The novel opens on a bucolic scene, the annual Fourth of July parade in Jericho Falls, New Hampshire. To Maeve Sinclair, just shy of 30, the parade is a melancholy reminder that she's moving on to a new job in Boston. Her entire family is here: Maeve's amicably divorced parents; her younger brother, Logan; her sister, Rose; and Rose's girlfriend, Priya. There's also an old flame of Maeve's, as well as Tim, the guy who took her to the junior prom.

But before Maeve can begin saying her farewells, in a scene reminiscent of the opening of Stephen King's 2014 novel “Mr. Mercedes,” a BMW careers onto Main Street, killing several revelers. Maeve's alcoholic father, Ted, pushes Rose and Priya from its path before he slams into and over the car's hood. When Maeve rushes to his side, she finds him alive. It may seem like the worst is over, but then Maeve witnesses something horrific.

“Tim plants a hand, fingers splayed, on the driver's bloodied T-shirt. The driver reaches out and grabs Tim by the face, shoves him backward. As Tim takes one step back, Maeve is sure she sees the imprint of the driver's hand flare red on Tim's skin before it fades.”
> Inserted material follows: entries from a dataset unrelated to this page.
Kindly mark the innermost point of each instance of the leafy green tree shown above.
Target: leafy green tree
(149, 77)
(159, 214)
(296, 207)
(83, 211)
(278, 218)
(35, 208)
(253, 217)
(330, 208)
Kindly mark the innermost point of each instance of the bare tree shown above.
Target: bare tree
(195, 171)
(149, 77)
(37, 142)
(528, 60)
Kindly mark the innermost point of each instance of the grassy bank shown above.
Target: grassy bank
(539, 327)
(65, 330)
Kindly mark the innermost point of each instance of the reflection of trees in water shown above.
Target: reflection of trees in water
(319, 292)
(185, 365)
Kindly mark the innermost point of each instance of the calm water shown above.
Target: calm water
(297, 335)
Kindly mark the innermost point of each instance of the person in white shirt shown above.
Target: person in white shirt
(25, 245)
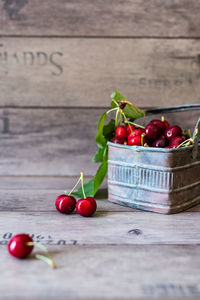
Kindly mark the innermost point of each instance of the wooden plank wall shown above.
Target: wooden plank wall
(60, 61)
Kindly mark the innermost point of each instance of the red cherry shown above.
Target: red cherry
(118, 140)
(167, 125)
(160, 142)
(128, 130)
(121, 132)
(93, 201)
(136, 140)
(152, 131)
(159, 124)
(136, 132)
(18, 247)
(176, 141)
(65, 204)
(173, 132)
(86, 207)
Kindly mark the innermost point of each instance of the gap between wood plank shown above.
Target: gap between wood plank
(102, 37)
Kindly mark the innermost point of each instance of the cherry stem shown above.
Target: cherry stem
(82, 185)
(185, 142)
(74, 186)
(48, 259)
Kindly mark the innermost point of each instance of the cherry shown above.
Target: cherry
(176, 141)
(86, 207)
(159, 124)
(121, 132)
(152, 131)
(118, 140)
(128, 129)
(160, 142)
(65, 204)
(172, 132)
(136, 140)
(18, 247)
(136, 132)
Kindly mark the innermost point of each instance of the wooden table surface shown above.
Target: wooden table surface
(119, 253)
(59, 62)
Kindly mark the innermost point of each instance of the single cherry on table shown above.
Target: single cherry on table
(65, 204)
(18, 247)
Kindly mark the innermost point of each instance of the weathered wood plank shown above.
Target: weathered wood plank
(112, 273)
(48, 141)
(107, 228)
(55, 142)
(101, 18)
(84, 72)
(39, 194)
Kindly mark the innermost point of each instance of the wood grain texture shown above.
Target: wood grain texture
(105, 272)
(48, 141)
(106, 228)
(100, 18)
(84, 72)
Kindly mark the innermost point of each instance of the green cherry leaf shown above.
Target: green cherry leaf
(100, 139)
(130, 111)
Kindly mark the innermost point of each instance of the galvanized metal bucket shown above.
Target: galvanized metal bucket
(154, 179)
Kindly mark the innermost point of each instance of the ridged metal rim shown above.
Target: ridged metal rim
(151, 149)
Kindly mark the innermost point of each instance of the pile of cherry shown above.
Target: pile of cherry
(158, 133)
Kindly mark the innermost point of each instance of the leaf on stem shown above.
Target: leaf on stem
(130, 111)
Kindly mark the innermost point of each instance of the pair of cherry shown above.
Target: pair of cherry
(21, 246)
(160, 134)
(85, 207)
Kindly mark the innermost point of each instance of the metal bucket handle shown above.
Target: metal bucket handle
(185, 107)
(196, 140)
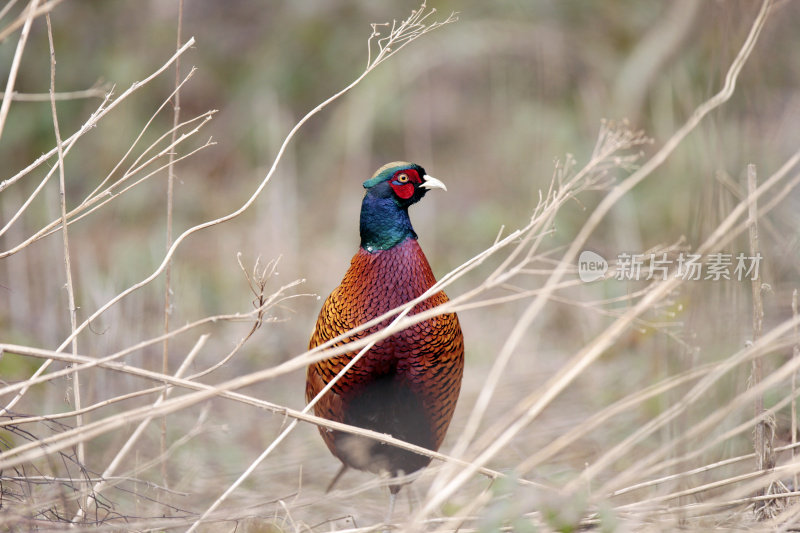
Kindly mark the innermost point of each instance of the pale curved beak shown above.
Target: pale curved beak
(432, 183)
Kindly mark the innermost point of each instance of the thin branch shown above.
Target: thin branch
(12, 74)
(62, 190)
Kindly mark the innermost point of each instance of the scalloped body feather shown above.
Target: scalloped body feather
(407, 385)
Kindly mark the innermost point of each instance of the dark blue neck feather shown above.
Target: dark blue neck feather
(384, 224)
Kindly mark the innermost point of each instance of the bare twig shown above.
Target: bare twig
(444, 487)
(12, 74)
(176, 111)
(62, 190)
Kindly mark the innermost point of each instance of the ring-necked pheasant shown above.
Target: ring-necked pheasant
(407, 384)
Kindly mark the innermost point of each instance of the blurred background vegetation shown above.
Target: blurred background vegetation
(487, 105)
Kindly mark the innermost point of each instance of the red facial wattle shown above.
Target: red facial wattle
(403, 183)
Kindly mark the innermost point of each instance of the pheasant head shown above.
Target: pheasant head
(384, 211)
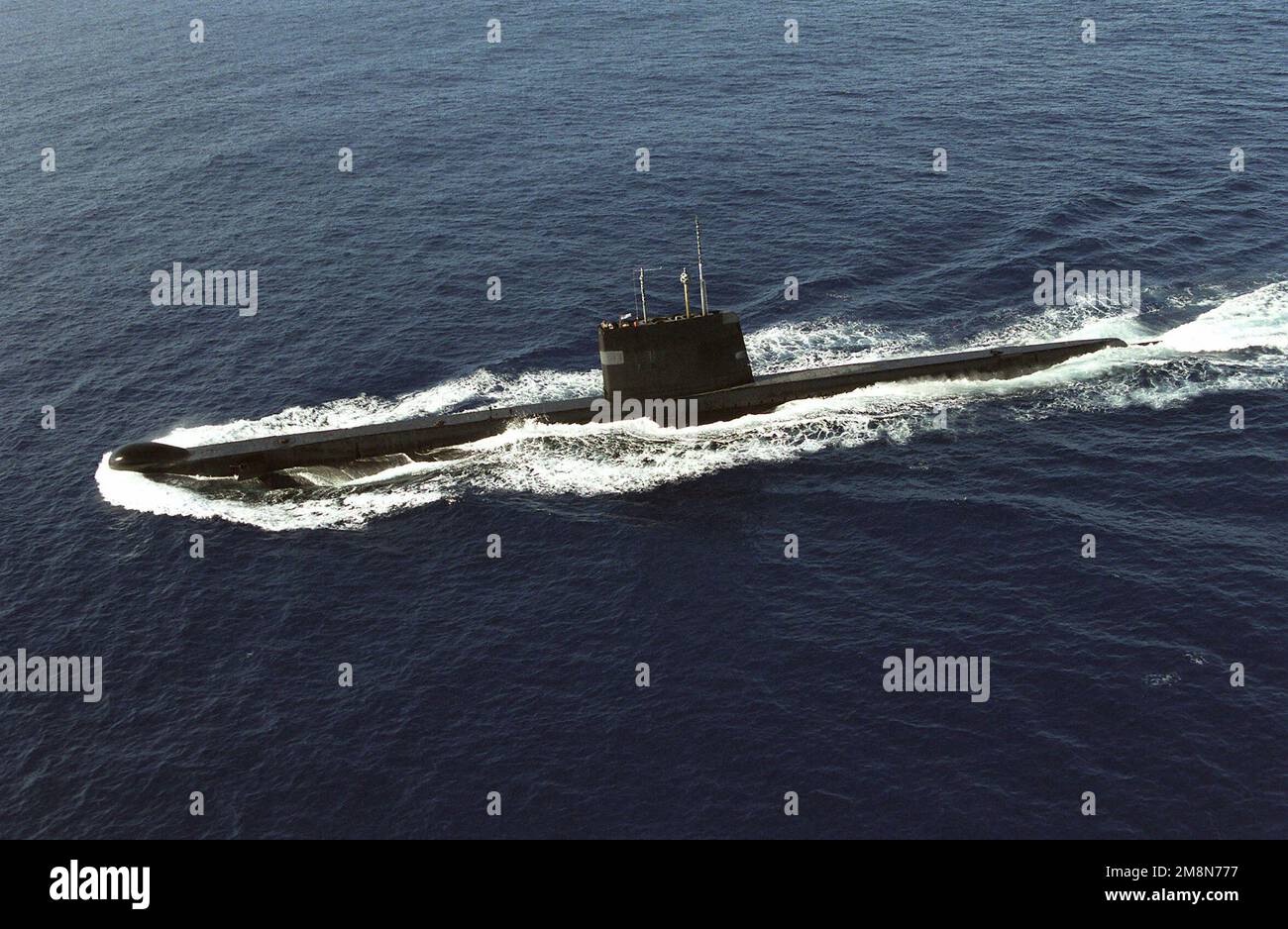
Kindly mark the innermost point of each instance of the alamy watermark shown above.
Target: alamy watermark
(666, 413)
(54, 674)
(85, 881)
(936, 674)
(1063, 287)
(179, 287)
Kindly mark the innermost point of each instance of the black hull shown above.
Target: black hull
(258, 457)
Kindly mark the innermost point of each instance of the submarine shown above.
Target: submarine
(692, 366)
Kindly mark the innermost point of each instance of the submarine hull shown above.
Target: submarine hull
(258, 457)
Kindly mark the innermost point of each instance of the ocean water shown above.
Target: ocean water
(626, 543)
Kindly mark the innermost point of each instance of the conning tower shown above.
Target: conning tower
(674, 357)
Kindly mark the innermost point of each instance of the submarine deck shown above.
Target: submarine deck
(254, 457)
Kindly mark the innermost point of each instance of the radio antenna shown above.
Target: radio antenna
(643, 302)
(702, 283)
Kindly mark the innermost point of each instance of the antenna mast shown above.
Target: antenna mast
(702, 283)
(643, 304)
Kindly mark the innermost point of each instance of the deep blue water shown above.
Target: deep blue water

Within seconds, Tim is dead, blood streaming from his eyes and nose. The driver staggers on through the street, grabbing onlookers, all of whom die in moments. When the driver lunges for a father and young child, Maeve goes after him with a baseball bat. Unthinkingly, she grabs his wrist as he reaches for her throat. At her touch, the man perishes. Maeve does not, and her mother and brother run to her. As they embrace Maeve, both family members convulse and die, and Maeve sees the telltale red imprint of her hand on Logan's cheek.

What follows is a frightening journey into the neighboring White Mountains, as Maeve flees from her surviving family members lest she unwittingly kill them, too. Consumed by guilt and dread, and unsure of what she's become, or why, Maeve grows increasingly debilitated by whatever has infected her.

Worse, Ted, Rose and Priya aren't the only ones trying to find Maeve. Oscar Hecht — Patient Zero, the driver of the BMW — had been a research scientist at a top secret, government-funded research facility. His job centered on Project: Red Hands, a tactile bacterium infection being developed as a bioweapon. For reasons that remain slightly murky, Hecht injected the bacterium into himself, thereby becoming the project's first human subject: one who was seemingly immune and a carrier, like Maeve.

Yet as Maeve begins to hear a voice inside her head, urging her to touch others, it becomes evident that she is not, perhaps, a random vector of disease, but someone who's been chosen as its host — but by what? Millions have now viewed recordings of Hecht's attacks, and many people are intent on tracking down Maeve. Among them are Alena Boudreau, a steely Helen Mirren-like character, and Ben Walker, a former DARPA investigator, who team up to find Maeve before she's turned into a bioweapon.

Tautly written, “Red Hands” — the third in a series starring Walker — excels not just because of its scare factor (which is high), but also its humane depiction of grief, isolation and fear, growing mistrust of government and even one's own neighbors. This potent novel's most haunting image isn't so much the gruesome infection generated by a touch, but of loved ones pressing their hands against opposite sides of a glass wall, longing for connection.